Architecture

VoiceUse is built around a modular pipeline architecture with clear separation between voice input, LLM reasoning, system control, and output.

System Overview

flowchart LR subgraph Input[Input Layer] Hotkey[Hotkey / Wake Word] VAD[Voice Activity Detection] STT[Groq Whisper STT] end subgraph Brain[Brain Layer] LLM[LLM Orchestrator] Tools[Tool Registry] Safety[Safety Guard] end subgraph Output[Output Layer] TTS[edge-tts / pyttsx3] Speaker[Speaker] end subgraph System[System Layer] OS[OS Controller] Vision[Vision Bridge] Desktop[Desktop] end Hotkey --> VAD VAD --> STT STT --> LLM LLM --> Tools Tools --> Safety Safety --> OS Safety --> Vision OS --> Desktop Vision --> Desktop LLM --> TTS TTS --> Speaker

Pipeline Flow

Input — User activates via hotkey or wake word.
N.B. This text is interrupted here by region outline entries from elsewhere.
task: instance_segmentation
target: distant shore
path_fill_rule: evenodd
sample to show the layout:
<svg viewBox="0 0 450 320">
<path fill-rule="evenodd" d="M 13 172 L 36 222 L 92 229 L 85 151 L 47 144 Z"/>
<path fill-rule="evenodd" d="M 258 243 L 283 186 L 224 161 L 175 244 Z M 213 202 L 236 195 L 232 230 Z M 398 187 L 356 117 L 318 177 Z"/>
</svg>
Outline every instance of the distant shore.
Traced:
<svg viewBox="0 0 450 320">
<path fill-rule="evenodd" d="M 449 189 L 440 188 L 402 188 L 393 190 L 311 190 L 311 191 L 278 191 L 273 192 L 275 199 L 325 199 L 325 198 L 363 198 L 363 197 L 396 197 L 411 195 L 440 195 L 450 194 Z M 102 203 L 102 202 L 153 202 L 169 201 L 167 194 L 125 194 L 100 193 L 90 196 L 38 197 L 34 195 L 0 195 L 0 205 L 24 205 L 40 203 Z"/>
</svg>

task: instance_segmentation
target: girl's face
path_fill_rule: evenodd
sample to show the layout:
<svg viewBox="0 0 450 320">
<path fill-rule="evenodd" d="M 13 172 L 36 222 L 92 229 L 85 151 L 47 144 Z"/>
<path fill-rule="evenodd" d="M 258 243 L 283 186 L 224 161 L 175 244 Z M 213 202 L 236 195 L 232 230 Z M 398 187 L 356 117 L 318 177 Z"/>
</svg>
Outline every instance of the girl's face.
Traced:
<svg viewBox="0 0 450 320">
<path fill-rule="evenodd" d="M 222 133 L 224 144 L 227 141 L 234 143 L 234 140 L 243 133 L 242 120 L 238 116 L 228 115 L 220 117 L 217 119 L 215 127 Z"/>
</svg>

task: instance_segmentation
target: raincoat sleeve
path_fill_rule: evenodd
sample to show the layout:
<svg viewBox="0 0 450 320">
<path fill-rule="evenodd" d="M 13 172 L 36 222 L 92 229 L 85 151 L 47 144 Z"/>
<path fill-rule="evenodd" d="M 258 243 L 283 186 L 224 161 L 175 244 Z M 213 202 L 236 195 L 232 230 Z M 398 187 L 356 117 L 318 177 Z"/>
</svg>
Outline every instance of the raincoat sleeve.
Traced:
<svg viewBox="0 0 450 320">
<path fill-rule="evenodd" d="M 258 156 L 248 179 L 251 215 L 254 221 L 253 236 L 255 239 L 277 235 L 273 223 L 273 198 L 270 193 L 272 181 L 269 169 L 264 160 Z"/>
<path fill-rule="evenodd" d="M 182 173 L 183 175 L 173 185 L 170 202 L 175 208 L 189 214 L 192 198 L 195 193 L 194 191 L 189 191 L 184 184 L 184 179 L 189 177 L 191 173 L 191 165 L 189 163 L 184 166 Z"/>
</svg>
Audio is captured until release/silence.
STT — Groq Whisper transcribes speech to text asynchronously.
Reasoning — LLM plans actions using tool schemas, desktop context, and conversation history.
Safety — Destructive actions trigger spoken confirmation.
Execution — Tools dispatch to OS Controller or Vision Bridge.
Response — TTS speaks the result summary.

Core Components

InputManager

Handles all user input activation:

pynput hotkeys (hold Right Ctrl)
Porcupine wake word detection ("Computer")
webrtcvad voice activity detection
Groq Whisper speech-to-text transcription

Runs audio work off the main async loop to prevent blocking.

Brain

The LLM orchestrator that:

Builds messages from system prompt, desktop context, and history
Calls LLM with tool schemas
Handles provider fallback (Groq → OpenAI → Cerebras)
Manages conversation history
Applies safety checks before tool dispatch
Records action audit events

Tool Registry

Shared tool schemas and dispatch used by both Brain and plugins:

Tool	Purpose
`open_app`	Launch or focus applications
`focus_window`	Bring window to front
`type_text`	Simulate keyboard input
`press_key`	Press specific keys
`click_element`	Vision-based UI clicking
`take_screenshot`	Capture screen/window
`run_system_command`	Execute shell commands
`open_url`	Open URLs in browser
`search_web`	Web search

OSController

Cross-platform desktop control facade:

Window management — pywin32 (Windows), xdotool (Linux), AppleScript (macOS)
Input simulation — pyautogui for mouse/keyboard
Screenshots — MSS for multi-monitor capture
System commands — Allow-listed shell execution

VisionBridge

Closed-loop computer vision for UI interaction:

Capture screenshot of target window/monitor
Send to vision provider (Codex CLI or Anthropic)
Receive action JSON (click coordinates, key presses)
Execute action via OSController
Re-capture screenshot and repeat up to 5 steps

This handles popups, loading delays, and misclicks through observation.

TTSManager

Multi-backend text-to-speech with playback queue:

Primary: edge-tts (online, high quality)
Fallback: pyttsx3 (offline, system voices)
Playback: ffplay, mpv, or platform-native players
Cancellation: New user input cancels stale speech

MCP Integration

VoiceUse exposes desktop control tools via MCP (Model Context Protocol):

# Register with Codex CLI
codex mcp add voiceuse-computer-control -- voiceuse-computer-control-mcp

This enables Codex and other MCP-capable agents to control the desktop through VoiceUse's OS layer.

Plugin Architecture

Plugins replace the default pipeline while sharing core services:

flowchart TB subgraph Shared[Shared Core] ToolR[Tool Registry] SafetyG[Safety Guard] Audit[Action Audit] OSC[OS Controller] VisionB[Vision Bridge] AudioD[Audio Device] end subgraph Default[Default Pipeline] InputM[InputManager] BrainL[Brain] TTSM[TTSManager] end subgraph GrokP[Grok Voice Plugin] GrokVP[GrokVoicePlugin] XAIClient[XAIRealtimeClient] Streamer[GrokAudioStreamer] end Default --> Shared GrokP --> Shared

The Grok Voice plugin demonstrates this: it replaces STT→Brain→TTS with a single xAI Realtime WebSocket while using the same tools, safety, and OS layers.